From the perspective of concurrency, this scenario is different not so much in the direction of requests, but in the duration and number of tasks. Here, unlike the previous examples, the scope's owner is unbounded in its duration — it will stop only when it is interrupted. The number of subtasks is also unknown, since they are forked dynamically in response to external events.

All of the connection-handling subtasks are created within the scope, so it is easy to see their purpose in a thread dump, which will display them as children of the scope's owner. It is also easy to shut down the entire service as a unit.

Observability

We extend the new JSON thread-dump format added by JEP 444 to show StructuredTaskScope's grouping of threads into a hierarchy:

$ jcmd <pid> Thread.dump_to_file -format=json <file>

The JSON object for each scope contains an array of the threads forked in the scope, together with their stack traces. The owning thread of a scope will typically be blocked in a join method waiting for subtasks to complete; the thread dump makes it easy to see what the subtasks' threads are doing by showing the tree hierarchy imposed by structured concurrency. The JSON object for a scope also has a reference to its parent so that the structure of the program can be reconstituted from the dump.
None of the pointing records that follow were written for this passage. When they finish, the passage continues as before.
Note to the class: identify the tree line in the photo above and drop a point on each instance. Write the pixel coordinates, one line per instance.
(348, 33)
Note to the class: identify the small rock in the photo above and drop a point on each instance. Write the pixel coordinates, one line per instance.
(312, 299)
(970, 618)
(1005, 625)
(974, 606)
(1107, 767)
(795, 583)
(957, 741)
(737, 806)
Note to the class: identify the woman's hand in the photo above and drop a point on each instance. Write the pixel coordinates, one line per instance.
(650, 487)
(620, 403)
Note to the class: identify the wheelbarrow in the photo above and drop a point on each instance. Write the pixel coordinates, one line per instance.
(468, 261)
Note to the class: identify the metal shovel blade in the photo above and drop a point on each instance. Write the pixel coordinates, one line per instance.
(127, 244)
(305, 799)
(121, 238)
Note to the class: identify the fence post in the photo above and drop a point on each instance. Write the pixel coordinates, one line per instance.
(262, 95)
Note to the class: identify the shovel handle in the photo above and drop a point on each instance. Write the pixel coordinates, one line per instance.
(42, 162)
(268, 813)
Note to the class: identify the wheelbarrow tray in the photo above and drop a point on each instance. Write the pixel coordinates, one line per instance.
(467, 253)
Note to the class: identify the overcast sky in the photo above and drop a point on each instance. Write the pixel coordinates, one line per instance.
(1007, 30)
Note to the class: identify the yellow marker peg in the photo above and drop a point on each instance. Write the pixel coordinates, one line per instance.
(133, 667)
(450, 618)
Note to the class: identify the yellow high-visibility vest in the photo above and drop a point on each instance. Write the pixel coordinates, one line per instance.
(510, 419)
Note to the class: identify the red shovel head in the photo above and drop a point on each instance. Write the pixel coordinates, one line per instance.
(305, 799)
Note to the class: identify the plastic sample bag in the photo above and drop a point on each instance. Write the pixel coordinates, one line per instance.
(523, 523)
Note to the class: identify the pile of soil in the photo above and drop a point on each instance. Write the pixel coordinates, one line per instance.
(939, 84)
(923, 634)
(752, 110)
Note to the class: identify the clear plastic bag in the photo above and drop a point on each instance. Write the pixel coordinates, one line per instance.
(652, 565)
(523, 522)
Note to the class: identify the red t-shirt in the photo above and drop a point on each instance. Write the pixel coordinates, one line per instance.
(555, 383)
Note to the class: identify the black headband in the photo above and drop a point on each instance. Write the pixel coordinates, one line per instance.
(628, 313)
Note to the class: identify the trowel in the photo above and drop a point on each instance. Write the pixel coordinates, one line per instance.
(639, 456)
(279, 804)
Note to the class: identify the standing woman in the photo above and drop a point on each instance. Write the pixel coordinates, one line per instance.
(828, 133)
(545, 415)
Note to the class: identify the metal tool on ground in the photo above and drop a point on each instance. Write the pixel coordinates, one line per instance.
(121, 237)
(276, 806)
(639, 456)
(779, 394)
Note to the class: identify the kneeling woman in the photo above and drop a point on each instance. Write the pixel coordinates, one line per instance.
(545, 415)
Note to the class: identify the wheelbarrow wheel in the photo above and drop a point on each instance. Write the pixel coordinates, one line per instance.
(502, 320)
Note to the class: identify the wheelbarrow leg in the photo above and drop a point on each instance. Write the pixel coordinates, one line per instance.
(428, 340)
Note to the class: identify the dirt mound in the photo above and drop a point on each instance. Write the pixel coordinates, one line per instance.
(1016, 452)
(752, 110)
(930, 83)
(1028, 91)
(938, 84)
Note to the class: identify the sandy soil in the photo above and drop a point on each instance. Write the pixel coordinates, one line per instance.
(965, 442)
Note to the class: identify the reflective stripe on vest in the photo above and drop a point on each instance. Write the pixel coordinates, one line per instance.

The com.sun.management.HotSpotDiagnosticsMXBean API can also be used to generate such thread dumps, either directly or indirectly via the platform MBeanServer and a local or remote JMX tool.

Why doesn't fork(...) return a Future?

When the StructuredTaskScope API was incubating, the fork(...) method returned a Future. This provided a sense of familiarity, by making fork(...) resemble the existing ExecutorService::submit method. However, given that StructuredTaskScope is intended to be used differently from ExecutorService — in a structured way, as described above — the use of Future brought more confusion than clarity.

• The familiar use of Future involves calling its get() method, which blocks until a result is available. But in the context of StructuredTaskScope, using Future in this way is not only discouraged but is counterproductive. Structured Future objects should be queried only after join() returns, at which point they are known to be completed or cancelled, and the method that should be used is not the familiar get() but rather the newly introduced resultNow(), which never blocks.

• Some developers wondered why fork(...) did not return more capable CompletableFuture objects instead. Since the Future returned by fork(...) should only be used after it is known to have completed, CompletableFuture would have offered no benefit since its advanced features are helpful only for uncompleted futures. In addition, CompletableFuture is designed for the asynchronous programming paradigm, whereas StructuredTaskScope encourages the blocking paradigm.

  Future and CompletableFuture are, in short, designed to offer degrees of freedom that are counterproductive in structured concurrency.

• Structured concurrency is about treating multiple tasks running in different threads as a single unit of work, whereas Future is mostly useful when treating multiple tasks as individual tasks. A scope should block only once to await its subtasks' results, and it should then process exceptions centrally. In the vast majority of cases, therefore, the only method that should be called on a Future returned from fork(...) was resultNow(). This was a marked change from the ordinary use of Future, and the Future interface served as a distraction from its proper use in this context.

In the current API, Subtask::get() behaves exactly as Future::resultNow() did when the API was incubating.

Alternatives

• Enhance the ExecutorService interface. We prototyped an implementation of this interface that always enforces structure and restricts which threads can submit tasks. However, we found it to be problematic because most uses of ExecutorService (and its parent interface Executor) in the JDK and in the ecosystem are not structured. Reusing the same API for a far more restricted concept is bound to cause confusion. For example, passing a structured ExecutorService instance to existing methods that accept this type would be all but certain to throw exceptions in most situations.